というのもこの2つは相反する働きのリポタンパクで、LDLコレステロールは、肝臓から全身の細胞へコレステロールを運び、HDLコレステロールは、全身の細胞から肝臓へコレステロールを運ぶ。
一般的に、LDLコレステロール値が高いと、心筋梗塞などの心臓病や動脈硬化のリスクが高まる。
なのでLDLコレステロールは「悪玉コレステロール」と呼ばれる。
ただしLDLコレステロール値がさほど高くなくても、血糖値が高かったり、中性脂肪が多いと、超悪玉コレステロールが発生し、心筋梗塞などのリスクが高くなることがある。
超悪玉コレステロール 糖尿病と動脈硬化の関係
心臓病や動脈硬化には、血中コレステロール値が関係していて、LDLコレステロールが高いとリスクが高まる。
LDLコレステロールとは、水に溶けない中性脂肪やコレステロールを肝臓から全身の細胞に送る小包なのだが、これが多いと動脈硬化も起こりやすい。
なのでLDLコレステロールは「悪玉コレステロール」と呼ばれるようになった。
一方、HDLコレステロールとは、末端から中性脂肪やコレステロールを肝臓へ送り返す小包で、これが多いと動脈硬化のリスクが下がるため「善玉コレステロール」と呼ばれるようになった。
ところが近年、LDLコレステロール値が標準値でありながら、心臓病や動脈硬化を発症するケースが多々あることが分かり、よりリスクの高い「小型LDLコレステロール」(sdLDL-C)が発見された。
これは、肥満や糖尿病を持った人に多くて、小型であるために酸化されやすく、動脈の小さな傷にも入り込みやすい。
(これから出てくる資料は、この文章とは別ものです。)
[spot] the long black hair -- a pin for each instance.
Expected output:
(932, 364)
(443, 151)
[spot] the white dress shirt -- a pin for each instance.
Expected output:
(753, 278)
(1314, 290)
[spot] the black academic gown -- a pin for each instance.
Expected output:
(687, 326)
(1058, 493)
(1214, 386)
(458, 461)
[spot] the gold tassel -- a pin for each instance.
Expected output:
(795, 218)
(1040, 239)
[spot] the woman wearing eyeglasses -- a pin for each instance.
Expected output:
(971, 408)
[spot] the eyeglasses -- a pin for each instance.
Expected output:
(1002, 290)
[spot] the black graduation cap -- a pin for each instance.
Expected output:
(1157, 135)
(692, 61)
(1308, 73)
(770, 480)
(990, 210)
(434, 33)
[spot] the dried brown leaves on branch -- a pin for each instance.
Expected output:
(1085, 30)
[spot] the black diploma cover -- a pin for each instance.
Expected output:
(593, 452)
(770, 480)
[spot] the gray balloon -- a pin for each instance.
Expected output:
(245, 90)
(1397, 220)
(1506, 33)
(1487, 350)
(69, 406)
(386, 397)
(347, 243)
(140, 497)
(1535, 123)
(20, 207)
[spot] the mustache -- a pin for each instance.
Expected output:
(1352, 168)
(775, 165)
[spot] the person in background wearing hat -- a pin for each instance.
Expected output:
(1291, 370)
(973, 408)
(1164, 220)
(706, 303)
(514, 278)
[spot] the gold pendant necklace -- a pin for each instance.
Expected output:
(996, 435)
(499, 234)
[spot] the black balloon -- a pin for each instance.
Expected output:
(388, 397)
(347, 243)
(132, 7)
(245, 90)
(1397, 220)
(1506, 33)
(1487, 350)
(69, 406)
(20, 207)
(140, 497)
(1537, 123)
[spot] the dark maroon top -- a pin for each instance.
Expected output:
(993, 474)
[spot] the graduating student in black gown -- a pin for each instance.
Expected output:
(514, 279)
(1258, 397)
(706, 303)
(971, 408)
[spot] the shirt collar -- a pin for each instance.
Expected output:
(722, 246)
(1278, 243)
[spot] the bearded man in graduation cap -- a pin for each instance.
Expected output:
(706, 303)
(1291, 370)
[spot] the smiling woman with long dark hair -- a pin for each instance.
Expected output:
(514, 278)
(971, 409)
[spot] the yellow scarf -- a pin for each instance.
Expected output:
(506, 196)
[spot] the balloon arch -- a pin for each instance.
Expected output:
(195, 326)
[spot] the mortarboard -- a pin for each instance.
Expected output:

そのため、通常のLDLよりもリスクが3倍にもなるといい、「超悪玉コレステロール」と呼ばれる。
超悪玉コレステロールがなぜ生まれるのかは、まだよく分かっていないのだが、傾向としては
- 狭心症や心筋梗塞を起こしたことがある人
- 中性脂肪値が高い人
- 血糖値が高い人
- 血圧が高い人
- 肥満(とくに内臓脂肪型肥満)の人
つまり、心臓病や動脈硬化を予防するには、血糖値の管理と、肥満に注意する必要があるってことらしい。